Tanzania with a population of 44.9 million is classified as one of the 22 high burden countries for tuberculosis (TB). The country houses 5,972 health facilities; the majority in urban areas while rural areas have limited access to TB diagnostic services. The TB notification rate for all cases in 2011 was 153/100,000 people with 59/100,000 being smear positive. Nevertheless, the 2013 National TB prevalence survey revealed prevalence of bacteriological confirmed TB was 354/100,000 with the rural areas more affected. The findings signify more TB than reported. TB continues to major driver of mortality in HIV patients, as reported by facilities supported by IHV, with the highest mortality in our HIV project. 20% died while on TB treatment and 73% died with symptoms of TB.
IHV’s program reports a low rate of TB among HIV patients. By June 2013, 20 districts treated 35,502 HIV patients, with only 1% diagnosed with TB; almost half being from 4 districts with the TB intervention project. The result is likely due to insufficient diagnostic services. In some areas, patients travel 100 km to access services. More refined diagnostic techniques to increase sensitivity like LED Microscopy, molecular technology, and sputum culture are insufficient which poses particular challenges for HIV/AIDS patients. TB detection activities have primarily remained health facility based endeavors with minimal community involvement. These circumstances do not provide for an optimal environment for increased TB case detection and hence hinders TB control efforts.

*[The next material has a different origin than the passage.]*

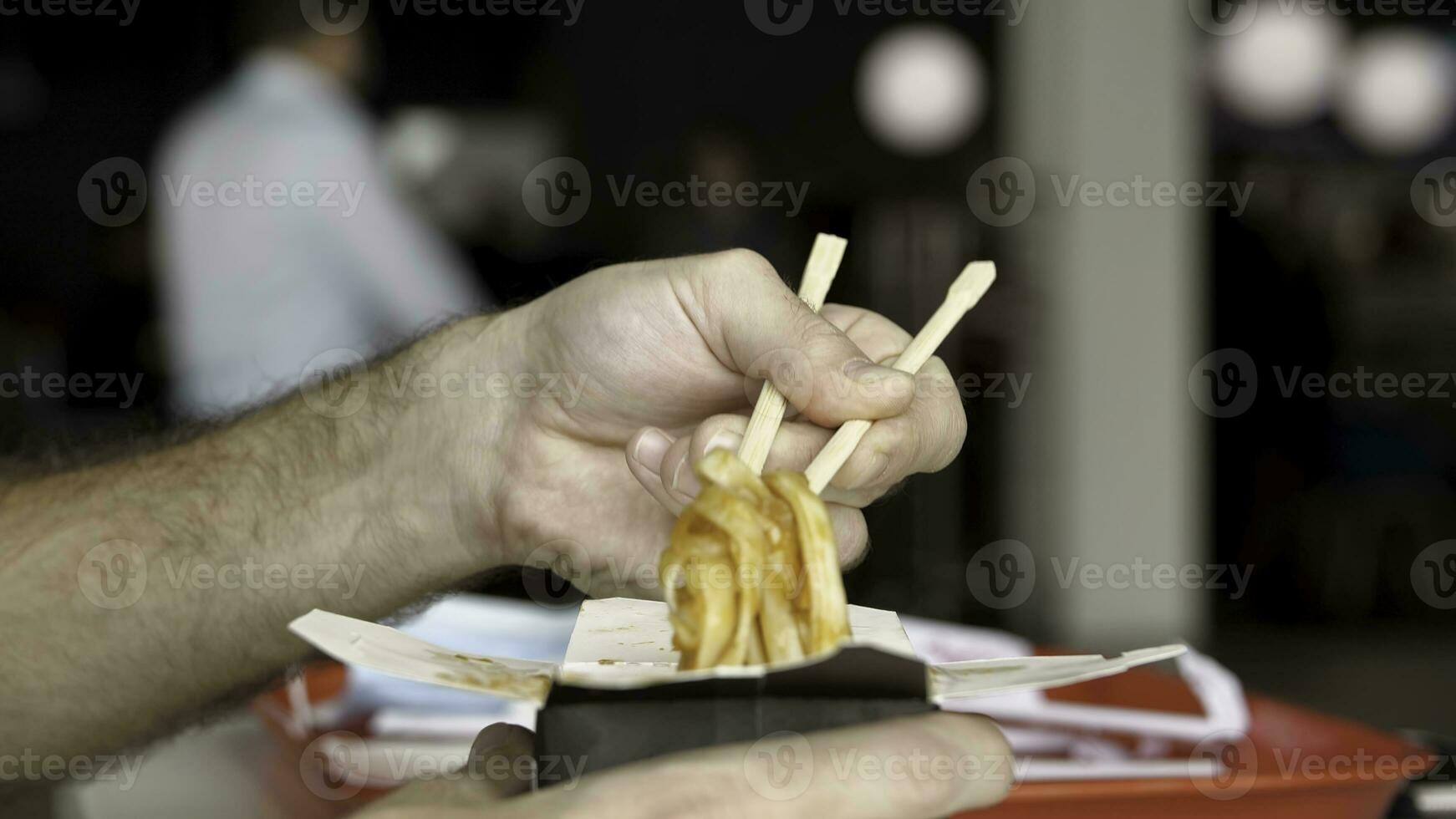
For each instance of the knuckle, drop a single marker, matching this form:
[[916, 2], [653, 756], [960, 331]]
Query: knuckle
[[741, 261], [853, 537]]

IHV implements a WHO funded TB program in Tanzania to support active intensified case management which has led to finding more TB cases, with 38% of all forms of TB, and 36% Smear and/or bacteriological positive. Our challenge was the inadequacy of sensitive diagnostic facilities, and hence installed one GeneXpert machine which registered an increase of 6.6% TB cases that were missed by fluorescent microscopy. Building on experience gained and lessons learned, IHV plans to impact case detection through the installation of 4 more GeneXpert machines at high prevalence sites which have limited access to diagnosis.
Conclusion and Recommendation:
Health systems strengthening for laboratory diagnosis and empowering community case identification can result in a marked increase in TB case finding. With the multidrug-resistant Mycobacterium tuberculosis emerging at an alarming rate, support is required to identify and detect suspected cases, improve diagnostic capacity with efficient technology, and improve linkage between diagnostic centers and treatment facilities.